Mosques, like all churches and other places of worship across Ireland, were closed on 12 March in line with the Government's efforts to curb the spread of coronavirus, and as Catholics celebrated Easter at home with their immediate family, so did the Muslim community celebrate Ramadan and Eid ul Fitr.
Now however, with Ireland in its third week of Phase 3, which has seen thousands of businesses and places of worship reopening, believers will be able to celebrate the next major event on the Muslim calendar-- Eid Al Adha-- in a more normal way.

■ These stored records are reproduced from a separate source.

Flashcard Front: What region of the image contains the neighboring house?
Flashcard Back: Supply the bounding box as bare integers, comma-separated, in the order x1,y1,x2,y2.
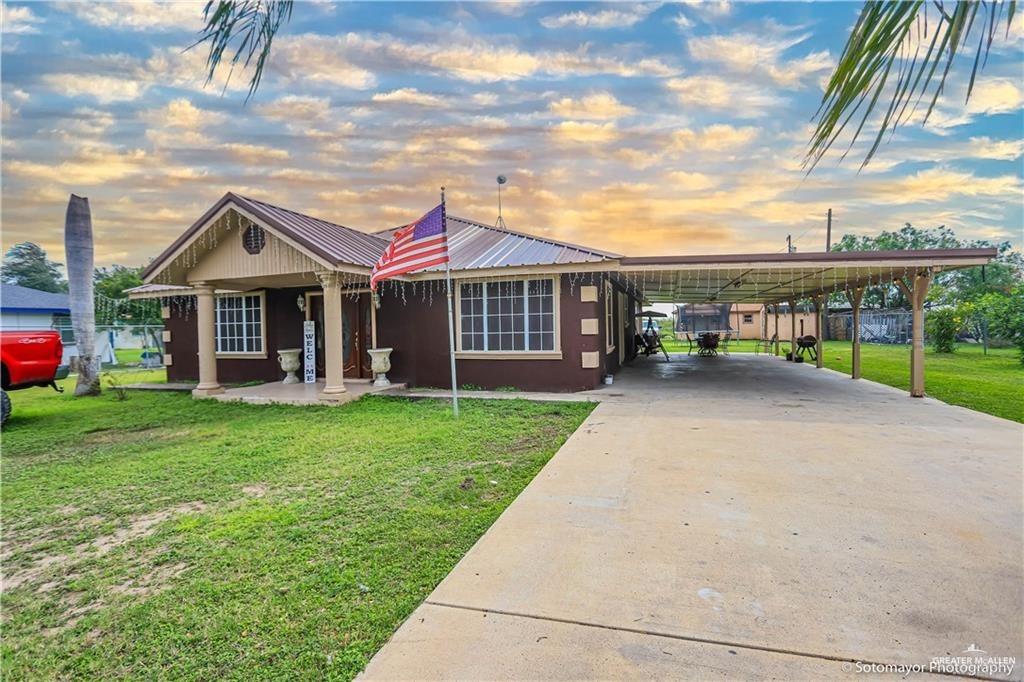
0,284,117,365
129,193,994,398
0,284,71,331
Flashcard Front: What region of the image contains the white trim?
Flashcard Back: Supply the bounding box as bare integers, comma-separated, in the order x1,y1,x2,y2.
213,290,267,359
604,282,617,354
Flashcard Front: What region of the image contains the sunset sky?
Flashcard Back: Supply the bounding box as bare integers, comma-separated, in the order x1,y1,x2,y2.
2,2,1024,265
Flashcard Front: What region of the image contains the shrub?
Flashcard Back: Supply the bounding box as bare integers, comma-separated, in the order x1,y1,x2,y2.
981,284,1024,363
925,308,964,353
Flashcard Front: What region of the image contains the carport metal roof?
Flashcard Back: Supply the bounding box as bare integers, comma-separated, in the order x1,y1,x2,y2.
617,248,996,303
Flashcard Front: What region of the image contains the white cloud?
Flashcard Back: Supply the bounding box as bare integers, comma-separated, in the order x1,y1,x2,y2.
59,0,206,32
548,92,636,120
666,76,784,119
551,121,618,143
672,123,760,152
142,97,227,130
0,2,43,34
541,3,662,29
219,142,288,166
371,88,449,106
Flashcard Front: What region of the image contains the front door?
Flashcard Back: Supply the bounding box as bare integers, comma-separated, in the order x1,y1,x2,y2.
308,294,372,378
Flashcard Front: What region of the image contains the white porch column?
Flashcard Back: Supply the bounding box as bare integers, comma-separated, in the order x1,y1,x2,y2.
193,282,224,397
896,270,932,397
846,287,864,379
317,272,345,400
814,296,825,370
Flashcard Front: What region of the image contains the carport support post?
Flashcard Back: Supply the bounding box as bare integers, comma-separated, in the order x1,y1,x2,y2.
846,287,864,379
814,295,826,370
771,303,778,357
896,271,932,397
316,272,345,400
788,300,797,363
193,282,224,397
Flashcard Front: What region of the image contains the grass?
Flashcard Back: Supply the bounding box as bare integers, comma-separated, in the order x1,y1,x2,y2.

Up to 100 worshippers are allowed to gather in an indoor setting, but the decision was made to celebrate outdoors this year to accommodate more people, and Croke Park stadium yesterday announced they would play host to the celebration.

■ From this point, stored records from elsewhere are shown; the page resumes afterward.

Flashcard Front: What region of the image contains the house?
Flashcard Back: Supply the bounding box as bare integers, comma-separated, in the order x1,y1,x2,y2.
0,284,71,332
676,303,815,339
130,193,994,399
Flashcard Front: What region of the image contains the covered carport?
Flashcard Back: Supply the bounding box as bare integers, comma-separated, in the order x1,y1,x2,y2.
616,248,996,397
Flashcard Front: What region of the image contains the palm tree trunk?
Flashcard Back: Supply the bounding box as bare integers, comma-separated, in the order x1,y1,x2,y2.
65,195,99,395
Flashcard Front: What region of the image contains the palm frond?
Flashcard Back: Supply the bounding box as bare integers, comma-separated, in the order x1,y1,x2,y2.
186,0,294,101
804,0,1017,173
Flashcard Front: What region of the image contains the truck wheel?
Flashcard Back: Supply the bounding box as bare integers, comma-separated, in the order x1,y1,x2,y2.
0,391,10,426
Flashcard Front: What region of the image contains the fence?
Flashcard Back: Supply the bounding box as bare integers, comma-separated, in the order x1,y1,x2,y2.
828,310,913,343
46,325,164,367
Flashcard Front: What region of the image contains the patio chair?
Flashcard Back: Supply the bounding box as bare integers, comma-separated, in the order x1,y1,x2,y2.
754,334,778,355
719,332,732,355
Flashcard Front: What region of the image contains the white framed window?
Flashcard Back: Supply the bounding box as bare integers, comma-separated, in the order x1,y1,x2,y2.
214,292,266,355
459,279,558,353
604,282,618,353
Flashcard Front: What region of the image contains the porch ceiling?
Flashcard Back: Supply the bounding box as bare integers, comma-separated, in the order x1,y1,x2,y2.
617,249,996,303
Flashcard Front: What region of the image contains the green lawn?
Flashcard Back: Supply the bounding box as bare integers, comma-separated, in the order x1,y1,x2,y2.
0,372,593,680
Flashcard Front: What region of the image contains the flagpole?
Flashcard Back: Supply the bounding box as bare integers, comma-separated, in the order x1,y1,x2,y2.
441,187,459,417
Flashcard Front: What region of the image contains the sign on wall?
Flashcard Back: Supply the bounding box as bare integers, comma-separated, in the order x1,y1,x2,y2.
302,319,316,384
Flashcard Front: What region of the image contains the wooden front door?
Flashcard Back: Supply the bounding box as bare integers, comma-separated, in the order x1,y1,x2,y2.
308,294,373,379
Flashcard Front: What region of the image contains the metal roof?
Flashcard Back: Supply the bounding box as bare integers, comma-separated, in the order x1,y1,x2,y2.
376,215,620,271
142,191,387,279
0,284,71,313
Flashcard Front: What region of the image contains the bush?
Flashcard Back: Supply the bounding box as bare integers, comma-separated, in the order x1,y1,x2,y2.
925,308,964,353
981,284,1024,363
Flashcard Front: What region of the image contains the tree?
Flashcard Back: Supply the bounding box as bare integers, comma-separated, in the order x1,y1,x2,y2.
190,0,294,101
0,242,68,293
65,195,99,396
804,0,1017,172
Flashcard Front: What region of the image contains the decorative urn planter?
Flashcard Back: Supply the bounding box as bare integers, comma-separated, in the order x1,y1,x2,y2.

GAA President John Horan, announcing the news, said the headquarters were delighted to be able to host the occasion, also known as the 'Festival of Sacrifice'.
"Normally Croke Park and our other stadia would be a hive of activity at this time of the year with the staging of games but we are living through a very different year," he said.

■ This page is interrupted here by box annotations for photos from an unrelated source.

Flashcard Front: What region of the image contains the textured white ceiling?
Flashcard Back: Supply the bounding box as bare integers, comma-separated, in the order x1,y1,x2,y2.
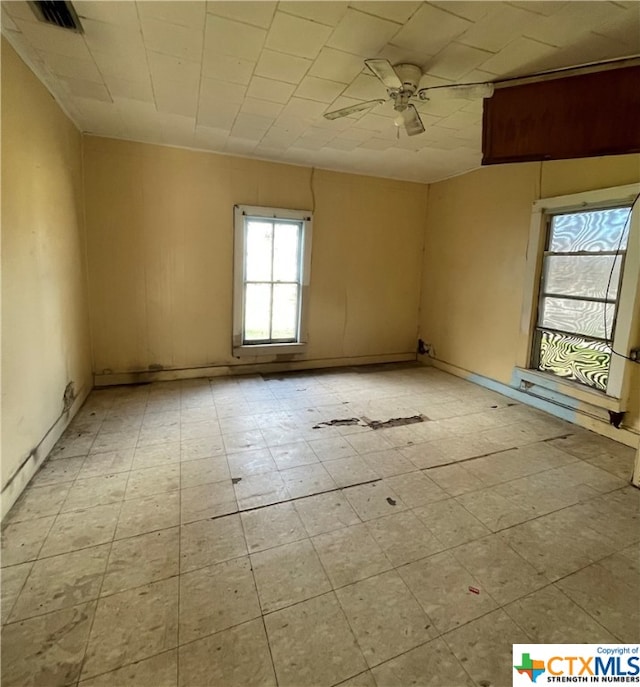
2,0,640,182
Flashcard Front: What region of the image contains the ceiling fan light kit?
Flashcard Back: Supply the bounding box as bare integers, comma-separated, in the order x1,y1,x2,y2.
324,59,493,136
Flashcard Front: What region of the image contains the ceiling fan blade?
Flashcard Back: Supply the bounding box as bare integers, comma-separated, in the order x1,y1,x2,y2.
322,99,384,119
364,59,402,89
402,105,424,136
418,83,494,100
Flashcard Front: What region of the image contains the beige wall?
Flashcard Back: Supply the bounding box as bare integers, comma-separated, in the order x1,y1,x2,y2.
420,155,640,430
84,136,426,375
2,38,92,512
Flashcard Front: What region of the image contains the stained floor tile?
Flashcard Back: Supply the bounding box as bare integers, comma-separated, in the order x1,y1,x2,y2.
265,592,367,687
0,364,640,687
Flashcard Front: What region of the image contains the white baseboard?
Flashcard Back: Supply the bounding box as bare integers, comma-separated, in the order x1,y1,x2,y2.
420,358,640,448
93,351,416,387
0,388,91,520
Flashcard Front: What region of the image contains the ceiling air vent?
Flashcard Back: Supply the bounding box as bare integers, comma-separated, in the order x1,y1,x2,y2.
29,0,82,33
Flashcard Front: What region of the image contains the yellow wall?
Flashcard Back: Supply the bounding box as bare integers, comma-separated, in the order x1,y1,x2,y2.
420,155,640,429
84,136,426,375
2,38,92,512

“We are delighted to welcome members of the Muslim Community to Croke Park to mark Eid Al Adha, an important date in the Muslim calendar.
“I believe the staging of this celebration fully supports our commitment to inclusion and a GAA welcome linked to our belief that it’s ‘Where We All Belong’.
“I wish everyone involved in the occasion an enjoyable visit to Croke Park Stadium as it once again shows its suitability and versatility in welcoming visitors to the venue for a wide variety of different events.”
Speaking on behalf of the organisers, the Irish Muslim Peace and Integration Council (IMPIC) Chairperson, Shaykh Dr Umar Al-Qadri, said:
“Many people living in Ireland who are members of the Muslim faith call Ireland home.
"Irish Muslims have contributed significantly in many sectors across our country, especially the health sector.
“The choice of Croke Park as a venue for Eid ul Adha celebration will be symbolic to Irish Muslims in their ‘dual-identity’ as being both Irish and Muslim and the significance that Croke Park and the GAA have in Irish history," he added.
“The GAA is making great strides in embracing all communities nationwide. Irish Muslim Peace & Integration Council is profoundly grateful to Croke Park for facilitating 'Eid at Croke Park' which is a clear demonstration of the GAA’s unflinching commitment to promote social inclusion and intercultural diversity."
The organisers hope that the historic Muslim celebration of Eid Al Adha at Croke Park this year will be "a positive representation of Ireland’s growing diversity of many different faiths and communities".
Invitations have been extended to other faith leaders and politicians to attend the Eid Al Adha in Croke Park, which will take place in the outdoors on either 31 July or 1 August.
Measures to curb the spread of Covid-19 will remain in effect on the day, and it is expected that around 500 people will be able to attend while allowing for social distancing.